The Hastings Center has pathway programs for early-career researchers and students who are interested in bioethics issues and careers. The Hastings Center Sadler Scholars are a select group of doctoral students and early-career scholars interested in bioethics research careers. The Stavros Niarchos Foundation (SNF) Global Bioethics Mentorship Program is a one-year remote opportunity for project-focused mentorship for early-career bioethics researchers in low and middle income countries and territories (LMICs). The Hastings Center Summer Bioethics Program for Undergraduates is a five-day live online program opportunity for undergraduates who are interested in bioethics issues and related careers who have limited opportunities for bioethics training.

==Notable fellows, past and present==

Hastings Center for Bioethics fellows are elected for their contributions to informing scholarship or public understanding of the complex ethical issues in health, health care, and life sciences research.
- Eli Y. Adashi, former Dean of Medicine and Biological Sciences at Brown University.
- Anita L. Allen, Henry R. Silverman Professor of Law and professor of philosophy at the University of Pennsylvania Law School.
- George Annas, Warren Distinguished Professor and Director of the Center for Health Law, Ethics & Human Rights at the Boston University School School of Medicine.
- Dan W. Brock, Lee Professor Emeritus of Medical Ethics at Harvard Medical School, the former Director of the Center for Bioethics at Harvard Medical School.
- Arthur Caplan, Mitty Professor of Bioethics at New York University Langone Medical Center.
- Carl Elliott, Professor of Philosophy at the University of Minnesota and author.
- Ezekiel Emanuel, Chair of the Department of Medical Ethics and Health Policy at the University of Pennsylvania, founding chair of the Department of Bioethics of the National Institutes of Health.
- Atul Gawande, Pioneering public health researcher, CEO of Haven Healthcare, and Thier Professor of Surgery at Harvard Medical School.
- Michele Bratcher Goodwin, Chancellor's Professor of Law and director of the Center for Biotechnology and Global Health Policy at the University of California, Irvine School of Law.
- Amy Gutmann, eighth president of the University of Pennsylvania, former chair of the Presidential Commission for the Study of Bioethical Issues under President Barack Obama.
- Patricia A. King, Professor of Law emeritus at Georgetown University Law Center and an adjunct professor in the School of Hygiene and Public Health at Johns Hopkins University.
- Jonathan D. Moreno, U.S. member of the UNESCO International Bioethics Committee, David and Lyn Silfen University Professor and Professor of Medical Ethics at the University of Pennsylvania.
- Alondra Nelson, former deputy assistant to President Joe Biden, and acting director and principal deputy director for science and society of the White House Office of Science and Technology Policy.
- Robert Truog, Frances Glessner Lee Professor of Medical Ethics, Anaesthesiology & Pediatrics and Director of the Center for Bioethics at Harvard Medical School.

==Awards==
The Bioethics Founders' Award

The Hastings Center for Bioethics' Bioethics Founders' Award (formerly called the Henry Knowles Beecher Award) recognizes people who have made a lifetime contribution to ethics and life sciences.
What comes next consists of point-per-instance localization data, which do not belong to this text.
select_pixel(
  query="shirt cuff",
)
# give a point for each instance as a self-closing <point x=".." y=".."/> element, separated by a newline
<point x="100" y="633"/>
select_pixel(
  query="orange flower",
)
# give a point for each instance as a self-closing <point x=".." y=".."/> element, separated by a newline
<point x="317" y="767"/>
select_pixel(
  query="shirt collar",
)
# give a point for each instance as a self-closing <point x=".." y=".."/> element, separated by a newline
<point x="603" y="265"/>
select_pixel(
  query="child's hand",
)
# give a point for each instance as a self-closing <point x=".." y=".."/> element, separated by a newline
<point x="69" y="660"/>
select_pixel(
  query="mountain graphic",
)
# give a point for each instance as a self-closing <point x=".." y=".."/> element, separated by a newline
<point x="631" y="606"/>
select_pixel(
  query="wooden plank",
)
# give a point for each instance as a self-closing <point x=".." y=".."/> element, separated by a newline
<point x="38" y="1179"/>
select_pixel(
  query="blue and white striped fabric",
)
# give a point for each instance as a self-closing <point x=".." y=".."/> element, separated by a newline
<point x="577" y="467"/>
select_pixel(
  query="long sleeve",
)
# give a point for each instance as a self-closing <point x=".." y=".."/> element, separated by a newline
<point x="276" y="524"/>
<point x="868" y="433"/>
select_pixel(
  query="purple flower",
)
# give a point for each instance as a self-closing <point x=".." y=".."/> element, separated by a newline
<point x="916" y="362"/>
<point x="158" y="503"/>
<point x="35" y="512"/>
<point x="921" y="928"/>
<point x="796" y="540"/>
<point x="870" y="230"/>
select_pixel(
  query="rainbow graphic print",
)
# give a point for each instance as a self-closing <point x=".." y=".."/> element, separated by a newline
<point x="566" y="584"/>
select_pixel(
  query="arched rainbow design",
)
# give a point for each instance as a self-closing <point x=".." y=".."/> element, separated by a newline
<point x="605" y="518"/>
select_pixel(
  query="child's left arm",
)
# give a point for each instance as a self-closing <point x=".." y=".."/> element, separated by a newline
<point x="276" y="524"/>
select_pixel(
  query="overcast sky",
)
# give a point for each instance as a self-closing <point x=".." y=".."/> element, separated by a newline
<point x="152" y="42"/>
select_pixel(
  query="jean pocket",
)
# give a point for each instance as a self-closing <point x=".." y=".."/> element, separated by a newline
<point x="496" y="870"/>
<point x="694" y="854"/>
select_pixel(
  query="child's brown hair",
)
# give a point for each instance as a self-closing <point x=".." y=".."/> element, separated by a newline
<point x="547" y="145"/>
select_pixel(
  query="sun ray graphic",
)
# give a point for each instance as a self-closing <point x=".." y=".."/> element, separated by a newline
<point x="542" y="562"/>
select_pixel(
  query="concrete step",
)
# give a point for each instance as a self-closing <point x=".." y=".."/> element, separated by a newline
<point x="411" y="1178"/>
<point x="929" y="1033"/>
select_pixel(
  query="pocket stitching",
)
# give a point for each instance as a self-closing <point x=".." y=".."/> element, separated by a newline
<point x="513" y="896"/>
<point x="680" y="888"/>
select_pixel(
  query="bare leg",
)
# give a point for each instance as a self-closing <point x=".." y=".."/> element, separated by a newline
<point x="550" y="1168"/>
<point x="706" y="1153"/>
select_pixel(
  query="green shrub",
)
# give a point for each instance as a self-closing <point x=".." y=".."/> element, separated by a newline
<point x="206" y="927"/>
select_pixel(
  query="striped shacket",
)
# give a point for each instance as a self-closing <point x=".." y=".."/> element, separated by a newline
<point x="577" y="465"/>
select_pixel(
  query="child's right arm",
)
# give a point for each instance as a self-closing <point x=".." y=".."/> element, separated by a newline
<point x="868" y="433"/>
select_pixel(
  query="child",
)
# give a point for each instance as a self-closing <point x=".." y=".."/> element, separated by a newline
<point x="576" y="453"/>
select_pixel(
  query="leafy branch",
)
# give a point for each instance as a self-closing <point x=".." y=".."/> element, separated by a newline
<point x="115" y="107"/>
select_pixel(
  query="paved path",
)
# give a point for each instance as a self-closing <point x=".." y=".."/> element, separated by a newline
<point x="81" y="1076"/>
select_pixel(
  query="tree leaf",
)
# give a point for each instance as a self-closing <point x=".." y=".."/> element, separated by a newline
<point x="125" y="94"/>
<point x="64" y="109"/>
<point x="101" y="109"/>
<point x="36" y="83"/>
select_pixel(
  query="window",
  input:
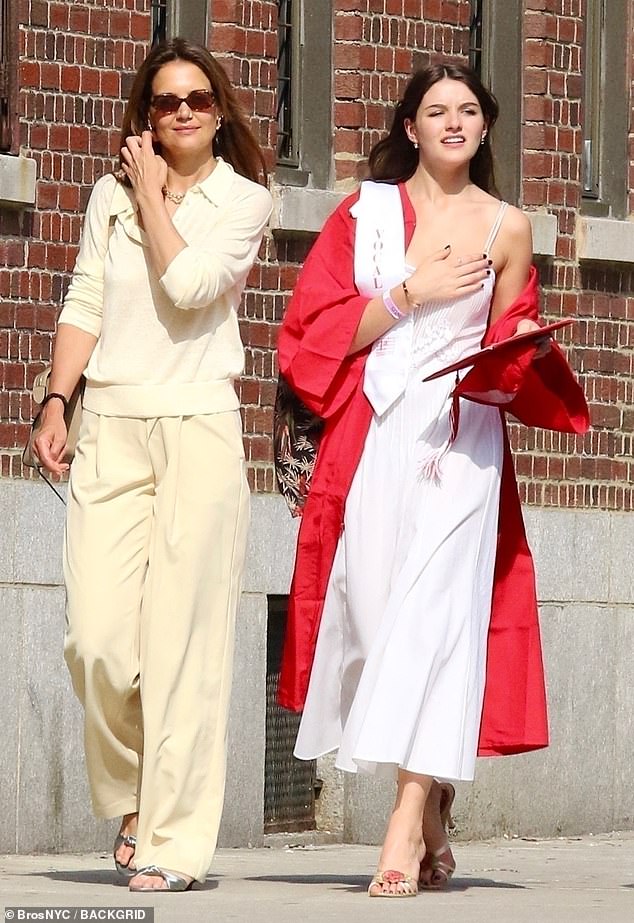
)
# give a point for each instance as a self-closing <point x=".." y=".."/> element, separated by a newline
<point x="287" y="46"/>
<point x="495" y="53"/>
<point x="8" y="65"/>
<point x="475" y="36"/>
<point x="605" y="109"/>
<point x="182" y="18"/>
<point x="304" y="106"/>
<point x="159" y="21"/>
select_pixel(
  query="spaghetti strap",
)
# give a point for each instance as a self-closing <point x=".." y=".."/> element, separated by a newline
<point x="493" y="233"/>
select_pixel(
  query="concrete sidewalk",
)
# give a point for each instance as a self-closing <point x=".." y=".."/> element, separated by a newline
<point x="585" y="880"/>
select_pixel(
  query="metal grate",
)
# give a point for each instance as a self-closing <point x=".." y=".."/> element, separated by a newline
<point x="159" y="21"/>
<point x="7" y="61"/>
<point x="285" y="89"/>
<point x="289" y="783"/>
<point x="475" y="36"/>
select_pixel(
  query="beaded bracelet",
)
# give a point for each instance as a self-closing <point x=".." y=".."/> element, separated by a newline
<point x="408" y="297"/>
<point x="392" y="307"/>
<point x="60" y="397"/>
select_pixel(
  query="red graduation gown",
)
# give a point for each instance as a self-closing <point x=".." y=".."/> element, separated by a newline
<point x="319" y="326"/>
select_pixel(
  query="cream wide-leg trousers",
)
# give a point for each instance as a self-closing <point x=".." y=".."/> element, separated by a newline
<point x="156" y="531"/>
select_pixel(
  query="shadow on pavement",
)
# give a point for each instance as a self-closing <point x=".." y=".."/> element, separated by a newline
<point x="357" y="883"/>
<point x="105" y="878"/>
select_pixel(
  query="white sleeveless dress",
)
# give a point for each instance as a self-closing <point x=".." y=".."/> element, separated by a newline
<point x="399" y="669"/>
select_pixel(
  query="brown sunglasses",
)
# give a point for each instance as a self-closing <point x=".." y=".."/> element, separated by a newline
<point x="169" y="103"/>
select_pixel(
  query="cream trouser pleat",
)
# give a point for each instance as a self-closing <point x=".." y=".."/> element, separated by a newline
<point x="156" y="532"/>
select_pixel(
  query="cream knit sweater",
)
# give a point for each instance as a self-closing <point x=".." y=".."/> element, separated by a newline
<point x="166" y="346"/>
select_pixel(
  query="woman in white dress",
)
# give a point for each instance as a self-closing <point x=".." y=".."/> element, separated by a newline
<point x="397" y="681"/>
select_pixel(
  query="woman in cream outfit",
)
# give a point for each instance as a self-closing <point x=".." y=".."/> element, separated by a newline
<point x="158" y="502"/>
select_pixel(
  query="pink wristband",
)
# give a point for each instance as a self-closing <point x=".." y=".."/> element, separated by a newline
<point x="392" y="307"/>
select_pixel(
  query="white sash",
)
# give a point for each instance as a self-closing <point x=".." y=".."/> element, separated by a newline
<point x="379" y="265"/>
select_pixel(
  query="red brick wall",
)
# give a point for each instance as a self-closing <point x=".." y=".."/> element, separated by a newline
<point x="557" y="469"/>
<point x="76" y="61"/>
<point x="85" y="48"/>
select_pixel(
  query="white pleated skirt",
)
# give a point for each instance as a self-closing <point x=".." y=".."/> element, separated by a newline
<point x="399" y="670"/>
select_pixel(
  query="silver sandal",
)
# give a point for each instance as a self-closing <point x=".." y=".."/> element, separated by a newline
<point x="127" y="839"/>
<point x="173" y="882"/>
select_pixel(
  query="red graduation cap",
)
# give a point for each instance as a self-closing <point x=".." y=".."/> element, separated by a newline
<point x="498" y="369"/>
<point x="497" y="373"/>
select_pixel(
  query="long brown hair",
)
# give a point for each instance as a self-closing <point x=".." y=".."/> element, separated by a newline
<point x="394" y="159"/>
<point x="234" y="141"/>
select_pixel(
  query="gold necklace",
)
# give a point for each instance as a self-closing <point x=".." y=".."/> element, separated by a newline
<point x="176" y="197"/>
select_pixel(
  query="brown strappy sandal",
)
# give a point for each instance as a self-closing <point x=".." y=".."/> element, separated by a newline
<point x="393" y="877"/>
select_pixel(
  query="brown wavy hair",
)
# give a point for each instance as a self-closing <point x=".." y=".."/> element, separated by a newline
<point x="234" y="141"/>
<point x="394" y="159"/>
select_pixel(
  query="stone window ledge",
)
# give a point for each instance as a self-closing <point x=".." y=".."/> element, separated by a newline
<point x="605" y="239"/>
<point x="297" y="209"/>
<point x="544" y="228"/>
<point x="17" y="181"/>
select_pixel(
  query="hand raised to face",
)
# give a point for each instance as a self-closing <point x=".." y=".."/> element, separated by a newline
<point x="146" y="170"/>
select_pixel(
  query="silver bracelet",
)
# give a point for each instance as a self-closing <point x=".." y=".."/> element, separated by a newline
<point x="392" y="307"/>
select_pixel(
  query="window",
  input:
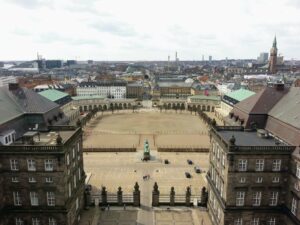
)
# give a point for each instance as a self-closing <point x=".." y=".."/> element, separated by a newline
<point x="240" y="197"/>
<point x="15" y="179"/>
<point x="272" y="221"/>
<point x="238" y="221"/>
<point x="276" y="164"/>
<point x="48" y="165"/>
<point x="298" y="170"/>
<point x="35" y="221"/>
<point x="50" y="199"/>
<point x="14" y="165"/>
<point x="70" y="190"/>
<point x="273" y="198"/>
<point x="34" y="198"/>
<point x="254" y="221"/>
<point x="294" y="206"/>
<point x="49" y="180"/>
<point x="31" y="165"/>
<point x="77" y="203"/>
<point x="19" y="221"/>
<point x="258" y="180"/>
<point x="52" y="221"/>
<point x="242" y="180"/>
<point x="242" y="166"/>
<point x="74" y="180"/>
<point x="256" y="198"/>
<point x="68" y="159"/>
<point x="17" y="198"/>
<point x="259" y="166"/>
<point x="31" y="180"/>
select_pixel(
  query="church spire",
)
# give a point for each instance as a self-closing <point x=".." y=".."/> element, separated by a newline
<point x="275" y="42"/>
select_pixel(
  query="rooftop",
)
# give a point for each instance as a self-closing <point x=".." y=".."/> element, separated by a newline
<point x="53" y="95"/>
<point x="240" y="94"/>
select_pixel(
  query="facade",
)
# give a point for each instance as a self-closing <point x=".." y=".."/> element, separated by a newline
<point x="42" y="178"/>
<point x="135" y="90"/>
<point x="109" y="89"/>
<point x="6" y="80"/>
<point x="273" y="58"/>
<point x="247" y="177"/>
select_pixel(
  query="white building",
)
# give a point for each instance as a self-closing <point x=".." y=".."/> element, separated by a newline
<point x="6" y="80"/>
<point x="108" y="89"/>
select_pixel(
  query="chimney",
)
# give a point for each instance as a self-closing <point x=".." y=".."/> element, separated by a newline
<point x="279" y="86"/>
<point x="13" y="86"/>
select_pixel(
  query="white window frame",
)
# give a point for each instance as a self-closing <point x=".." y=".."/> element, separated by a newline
<point x="14" y="165"/>
<point x="238" y="221"/>
<point x="34" y="198"/>
<point x="258" y="180"/>
<point x="17" y="198"/>
<point x="49" y="179"/>
<point x="276" y="166"/>
<point x="36" y="221"/>
<point x="31" y="180"/>
<point x="242" y="165"/>
<point x="19" y="221"/>
<point x="52" y="221"/>
<point x="254" y="221"/>
<point x="49" y="165"/>
<point x="298" y="170"/>
<point x="31" y="165"/>
<point x="275" y="180"/>
<point x="294" y="206"/>
<point x="240" y="198"/>
<point x="272" y="221"/>
<point x="50" y="198"/>
<point x="15" y="179"/>
<point x="259" y="165"/>
<point x="274" y="198"/>
<point x="256" y="200"/>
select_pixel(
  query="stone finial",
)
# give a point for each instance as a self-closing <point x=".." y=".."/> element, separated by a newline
<point x="232" y="140"/>
<point x="136" y="186"/>
<point x="59" y="139"/>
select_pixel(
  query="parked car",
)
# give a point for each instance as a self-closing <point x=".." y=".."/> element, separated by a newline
<point x="188" y="175"/>
<point x="190" y="162"/>
<point x="197" y="169"/>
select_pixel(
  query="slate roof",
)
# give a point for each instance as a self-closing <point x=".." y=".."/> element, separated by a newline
<point x="240" y="94"/>
<point x="262" y="102"/>
<point x="20" y="101"/>
<point x="288" y="108"/>
<point x="53" y="95"/>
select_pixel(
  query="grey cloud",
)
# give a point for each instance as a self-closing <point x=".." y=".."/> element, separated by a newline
<point x="33" y="4"/>
<point x="52" y="37"/>
<point x="114" y="28"/>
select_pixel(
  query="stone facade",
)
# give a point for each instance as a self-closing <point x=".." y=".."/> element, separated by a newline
<point x="248" y="178"/>
<point x="43" y="181"/>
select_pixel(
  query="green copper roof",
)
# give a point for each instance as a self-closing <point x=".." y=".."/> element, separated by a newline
<point x="204" y="97"/>
<point x="53" y="95"/>
<point x="240" y="94"/>
<point x="87" y="97"/>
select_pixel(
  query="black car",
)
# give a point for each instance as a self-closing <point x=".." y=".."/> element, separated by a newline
<point x="188" y="175"/>
<point x="190" y="162"/>
<point x="197" y="169"/>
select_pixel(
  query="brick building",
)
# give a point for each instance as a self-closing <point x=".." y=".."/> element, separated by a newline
<point x="42" y="179"/>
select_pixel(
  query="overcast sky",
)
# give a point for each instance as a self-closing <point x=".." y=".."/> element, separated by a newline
<point x="147" y="29"/>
A committee of Hastings Center for Bioethics Fellows convenes to nominate candidates for the award. Its inaugural recipient was Henry K. Beecher.

The Hastings Center Cunniff-Dixon Physician and Nursing Awards

The Hastings Center for Bioethics and the Cunniff-Dixon Foundation established The Hastings Center Cunniff-Dixon Physician and Nursing Awards, which recognize doctors and nurses who give exemplary care to patients nearing the end of life.